A number of people on this forum have reported spilling issues with CUDA 7.5 and have dutifully filed bugs.
It’s a real pain to deal with this issue. Hopefully an updated Toolkit gets released soon.
But until we see a new release of the Toolkit, here are a couple observations and possible workarounds…
One workaround that works some of the time is to make sure variables that are declared but might not be set are initialized with a default value.
I’ve made this change and in some instances the spills were removed.
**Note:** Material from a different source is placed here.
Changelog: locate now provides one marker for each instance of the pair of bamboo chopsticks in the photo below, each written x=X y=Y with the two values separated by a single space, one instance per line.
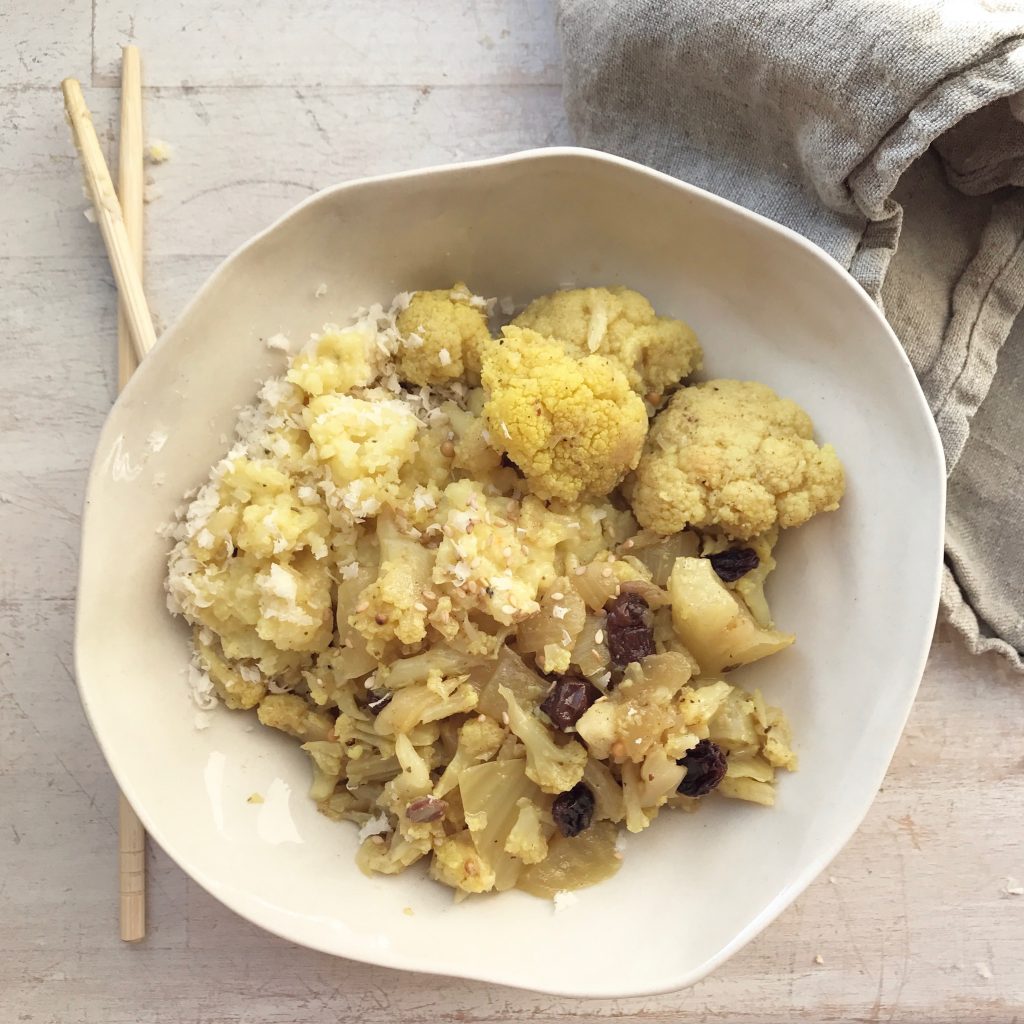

There are two cases where I’ve seen this problem frequently appear:
- Initializing a variable with 1 thread and then broadcasting it to the rest of the warp:
int x; // <--- if not initialized sometimes results in spills
if (warp_lane_is_first())
x = atomicAdd(y,z); // or some other operation
x = __shfl(x,0); // broadcast lane 0 to rest of warp
This bug has been around a long time.
- Declaring several variables, initializing the first N out of M with loads from global or shared memory and then jumping to process the first N:
while (true)
{
int a,b,c,d,e,f; // <--- if not initialized on SM_5x + 7.5 RC results in spills
a = mem_ptr[offset+WARP_SIZE*0];
if (rem == 1)
goto process;
b = mem_ptr[offset+WARP_SIZE*1];
if (rem == 2)
goto process;
...
e = mem_ptr[offset+WARP_SIZE*6];
if (rem == 7)
goto process;
f = mem_ptr[offset+WARP_SIZE*7];
process:
// do something with a
if (rem == 1)
break;
...
// do something with f
if (rem == 8)
break;
offset += 8 * WARP_SIZE;
rem -= 8;
}
This Duff-like idiom is pretty common and if properly implemented doesn’t result in compiler warnings. Note that a switch statement generates similar SASS. [ When are we getting indirect branches? :) ]
Yet, on Maxwell + 7.5 RC I’m seeing spillage unless the declared variables are initialized. Although the initialization in (2) squelches spills the SASS shows unnecessary initializations.
- If you’re using ‘pointer + constant offset’ addressing and you’re compiling for a 64-bit target then double-check the SASS and verify that you’re seeing those offsets.
If you’re not, then make sure you’re using a signed integer offset. Otherwise, you’ll see additional register pressure.
You should be seeing SASS like this:
LDG.E.64 R36, [R28+0x100];
LDG.E.64 R44, [R28+0x300];
LDG.E.64 R42, [R28+0x200];
LDG.E.64 R52, [R28+0x400];
Be safe out there. :)